Free Download Cryptography and the World Wars: The History of Codemaking and Codebreaking during Both Global Conflicts
by Charles River Editors
English | December 5, 2024 | ASIN: B0DPRBMMT7 | 111 pages | PDF | 55 Mb
World War I stood apart in many ways from earlier wars, not least in the way that it reached to nearly every corner of the planet and involved a noticeable segment of humanity's collective resources. Battles erupted not only on land and the sea's surface as they had for centuries, but also in the ocean depths and the windswept heights of the sky.
Nearly every conceivable terrain saw use as a battlefield: the neat farmland and small towns of Western Europe; the streets of major cities; thick forests; open steppes stretching for hundreds of miles; deserts in Africa; rugged mountain ranges; and many other regions of the globe. But one of the war's most crucial struggles happened in the realm of the unseen, inside the human mind and amid the invisible flow of radio waves. Every war is a battle of wits as intelligence-gathering, tactics, and strategies clash, from the level of individual action up to the grand, overarching schemes of generals and statesmen. Intelligence took on a freshly urgent aspect in the Great War, however, as the fates of offensives, armies, and nations came to hang on the struggle to decrypt vital enemy radio traffic and military communications.
During the Second World War, cryptography suddenly became a significant factor in warfare because of mid 20th-century advances in communications technology. With radios small and common enough to be fitted into most individual vehicles and readily carried in a man-portable form, information and orders flowed from supreme headquarters to individual squad leaders, tanks, and soldiers at the front and back again.
Complex radio networks connected armies to their other elements almost like a nervous system, making unprecedented tactical and strategic coordination between units hundreds of miles apart not only possible but swift and, in some cases, efficient.

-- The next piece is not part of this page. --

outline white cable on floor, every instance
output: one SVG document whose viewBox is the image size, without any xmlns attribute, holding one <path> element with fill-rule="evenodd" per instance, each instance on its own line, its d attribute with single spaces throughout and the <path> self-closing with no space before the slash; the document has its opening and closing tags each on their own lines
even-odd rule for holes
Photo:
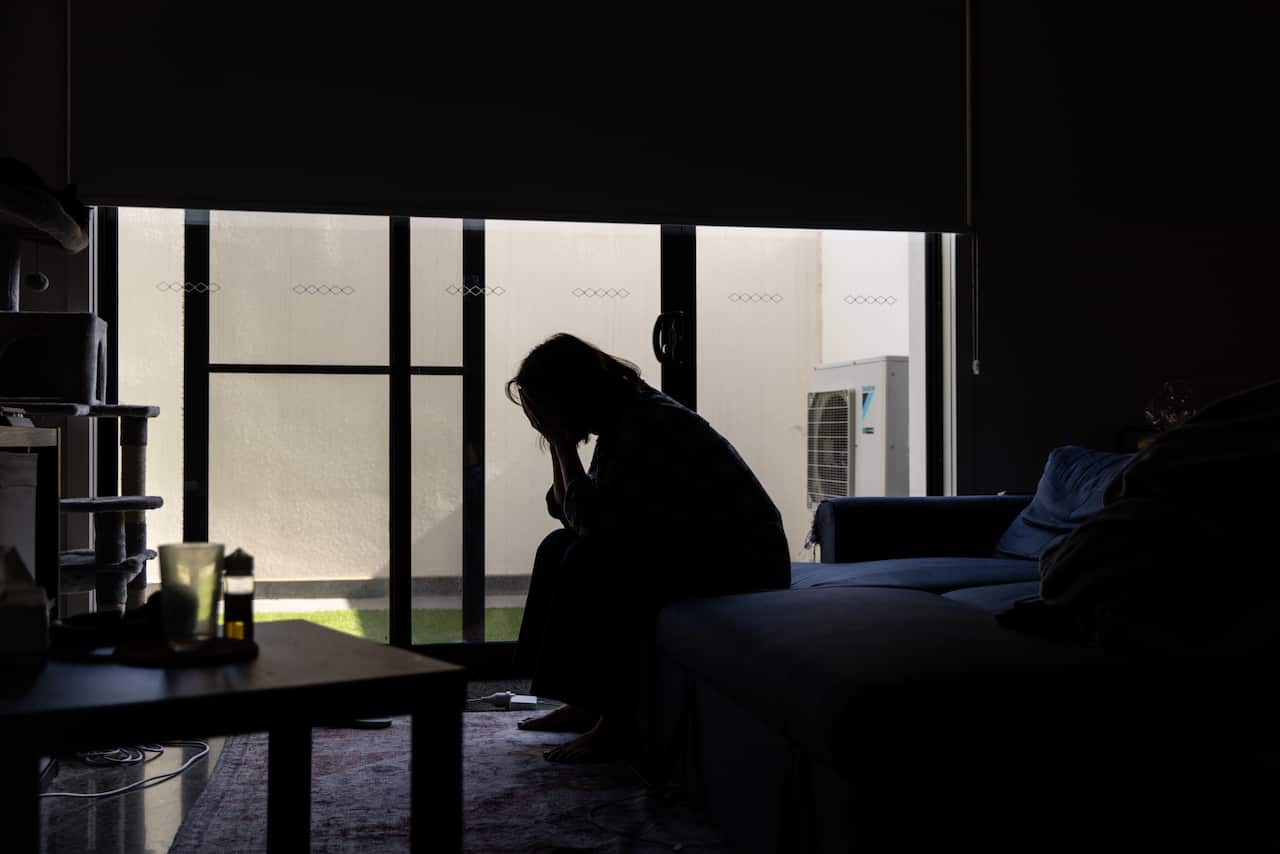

Decrypting these signals or protecting their contents from enemy spying became one of the touchstones of victory or defeat. "Information warfare" arrived well ahead of the modern computer and satellite networks. The Allies expended much more effort on decrypting Axis codes than the Axis spent attempting to decipher theirs. Standing on the offensive for much of the war, the Germans felt less need for code-breaking than the Allies. Though they found intelligence useful, it had less value to the Wehrmacht's planners, who needed only moderate detail about enemy movements to plan a successful strategy, while leaving tactics in the highly capable hands of small unit leaders trained to take the initiative and react fluidly to the actual battlefield situation.

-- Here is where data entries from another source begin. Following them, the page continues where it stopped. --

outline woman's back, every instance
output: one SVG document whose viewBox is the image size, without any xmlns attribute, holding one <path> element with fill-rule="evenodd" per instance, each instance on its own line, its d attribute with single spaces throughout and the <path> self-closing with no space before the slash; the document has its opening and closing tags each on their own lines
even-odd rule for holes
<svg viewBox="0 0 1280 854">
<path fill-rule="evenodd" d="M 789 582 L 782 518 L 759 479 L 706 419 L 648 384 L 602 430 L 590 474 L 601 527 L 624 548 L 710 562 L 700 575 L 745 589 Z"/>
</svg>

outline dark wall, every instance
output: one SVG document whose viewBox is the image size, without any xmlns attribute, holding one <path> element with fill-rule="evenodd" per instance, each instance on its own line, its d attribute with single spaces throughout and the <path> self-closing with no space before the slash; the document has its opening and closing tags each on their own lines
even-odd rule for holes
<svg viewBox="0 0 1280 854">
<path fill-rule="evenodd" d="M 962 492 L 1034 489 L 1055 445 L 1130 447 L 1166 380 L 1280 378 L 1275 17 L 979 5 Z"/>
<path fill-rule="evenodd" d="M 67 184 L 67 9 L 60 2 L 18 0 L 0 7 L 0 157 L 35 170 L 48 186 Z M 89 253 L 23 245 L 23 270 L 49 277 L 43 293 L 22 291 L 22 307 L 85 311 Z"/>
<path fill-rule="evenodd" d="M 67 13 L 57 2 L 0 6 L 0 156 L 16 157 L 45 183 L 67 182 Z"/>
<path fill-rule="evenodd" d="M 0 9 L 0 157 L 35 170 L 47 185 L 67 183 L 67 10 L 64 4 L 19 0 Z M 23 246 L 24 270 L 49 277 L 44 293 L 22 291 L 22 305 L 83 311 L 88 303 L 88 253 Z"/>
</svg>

Even more oddly, Axis leaders and scientists consistently failed to identify the breach in their own codes, despite finding themselves constantly confronted by evidence suggesting just such a problem. With almost amusing irony, an ULTRA intercept listened in on a wireless conversation between Albert Kesselring, the skilled leader of the German defense in Italy in 1943 and 1944, and his trusted subordinate Lemelson: Kesselring complained, "The enemy always comes on the boundaries." Lemelson replied, "The Devil knows how he always finds where we are."
At a more personal level, the struggle to gain the upper hand in intelligence sometimes resembled the Description of a pulp adventure novel. While much of the hard work occurred in bland offices located in British manor houses, government buildings, or American labs, moments of intense human drama also punctuated the cryptographic struggle.